Titel: Der unbeugsame Papagei Kostenlos Bücher Online Lesen
Autoren: Andrej Kurkow
Vom Netzwerk:
war, doch in der Ferne erkannte der Volkskontrolleur den aus unbekannten Weiten zurückkehrenden Waplachow. Er wartete, bis er bei ihm war, dann fragte er: „Wo treibst du dich herum?“
    Waplachow sah aufgeregt aus. Der Rausch hatte an­scheinend seinen Kopf verlassen, und sein Gesicht hatte eine frische Farbe angenommen.
    „Ich habe mit einer alten Frau von hier gesprochen“, sagte er. „Petrow ist kein Russe! Sie weiß es.“
    „Woher weiß sie das?“, fragte Dobrynin erstaunt.
    „Sie sagt, er ist sehr freundlich, er schenkt ihr oft Essen …“
    „Na, hör mal, Bruder, was soll das heißen!“, empörte sich der Volkskontrolleur. „Ein Russe ist demnach böse?! Und du wolltest doch selbst Russe werden!“
    „Das wollte ich …“, nickte der Urku-Jemze. „Aber die Alte hat gesagt, dass hier früher Russen waren, die schenkten einem nichts, sie nahmen nur weg … sie sagten ‚Burajsy!‘ und nahmen den Leuten Sachen weg …“
    Dobrynins Miene verfinsterte sich. Ihm wurde unbehaglich im Kopf und im Herzen. Er dachte daran, dass auch er dieses Wort auf dem Markt im Norden gesagt hatte – so hatte es ihn der Komsomolze Zybulnik gelehrt … Wobei es diesen Komsomolzen auf russischer Erde schon nicht mehr gab.
    „Na gut“, brummte der Kontrolleur unbestimmt. „Hier habe ich etwas Merkwürdiges gefunden. Du sollst es dir anschauen.“
    Dobrynin schritt durch die offene Tür des Magazins.
    Drinnen war es dunkler als draußen, und dem Kontrolleur wurde nun klar, dass sie in diesem Halbdunkel nichts erkennen würden.
    „Weißt du, was wir machen“, sagte er. „Wir nehmen diese kleinen Felle mit nach Hause, und dort schaust du sie dir mal bei Licht an!“
    Dobrynin nahm den wieder mit der Lederschnur verschnürten Stapel Felle, verschloss die Tür des Magazins, und sie gingen schwankend über den knirschenden Altschnee zum Haupthaus der Stadt Bokajgol.

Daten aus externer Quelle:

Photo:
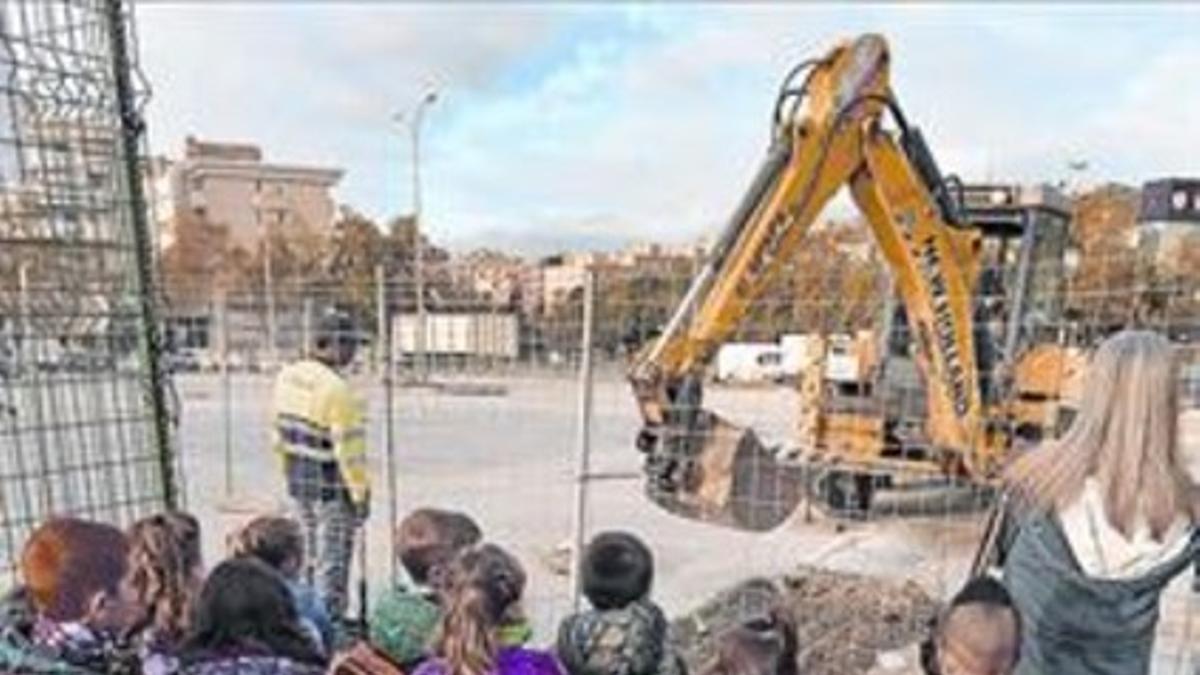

    In den Fenstern ihres Hauses brannte Licht, es brannte mit ungewöhnlich hellem, gelbem Schein. Und von irgendwoher vernahm man ein leises, doch unaufhörliches Sum-men.
    „Na, wie geht es?“, empfing sie der Funker Petrow.
    Er stand im Vorderzimmer in einem eigenartigen ge­­blümten Morgenmantel, der ihm bis zu den Knöcheln reichte. Im Haus war es warm, es schien, als hätte er vor Kurzem beide Öfen eingeheizt.
    „Alles in Ordnung“, antwortete ihm Dobrynin und zog wegen der unerwarteten Wärme seinen Pelz aus.
    „Bei uns ist immer alles in Ordnung“, lächelte Petrow. „Der Tee ist noch heiß, möchten Sie etwas essen?“
    Dobrynin nickte entschieden.
    Fünf Minuten später saßen sie schon am Tisch und aßen zu Abend. Dobrynin verstrich mit Behagen fette, gelbe Butter auf einer dicken Scheibe Schwarzbrot, gab Salz darauf, dann biss er ein sehr großes Stück ab und trank süßen Tee hinterher. Auf dem Tisch lag auch noch ein eingesalzener Fisch, den der Volkskontrolleur nicht kannte und der durch sein rotes Fleisch auffiel. Petrow, der offenbar bereits satt war, aß nichts und trank nur Tee. Waplachow kaute ein Stück von dem roten Fisch und trank gleichfalls Tee, wobei er dem Funker hin und wieder angespannte Blicke zuwarf.
    „Jetzt können Sie sich ein paar Tage ausruhen!“, sagte Petrow, während er an seinem Tee nippte. „Die Nacht bricht an, und die Nächte sind hier lang, das wissen Sie wahrscheinlich. Obwohl diese Nacht etwas kürzer wird … sieben, acht Tage …“
    „Was summt da eigentlich so?“, fragte Dobrynin unvermittelt und mit Blick nach draußen.
    „Ach das, das ist der Generator! Er liefert Strom für die Funkstation und das Licht. In fünf Minuten schalte ich ihn aus. Wozu brauchen wir in der Nacht Licht?“
    Nachdem er seinen Tee ausgetrunken hatte, wünschte Petrow dem Kontrolleur und seinem Gehilfen eine Gute Nacht und ging hinaus.
    „Nun schau, was dort geschrieben steht!“ Dobrynin sprang vom Tisch auf, zog den Stapel rechteckiger Felle mit den unverständlichen Aufschriften unter seinem Bett hervor und hielt ihn Waplachow hin. Dmitrij knüpfte die Schnur auf und nahm die oberste „Seite“ in die Hand. Sein Mund öffnete sich leicht, sein Gesicht nahm einen nachdenklichen Ausdruck an.
    „Was steht da?“, drängte ihn Dobrynin.
    „Sehr schwierig“, entgegnete der Urku-Jemze kopfschüttelnd. „Das ist auf alte Weise geschrieben … Ich muss mich an diese Sprache erst wieder erinnern.“
    „Dann erinnere dich!“, bat der Volkskontrolleur, dessen Gesicht nun äußerste Ungeduld ausdrückte.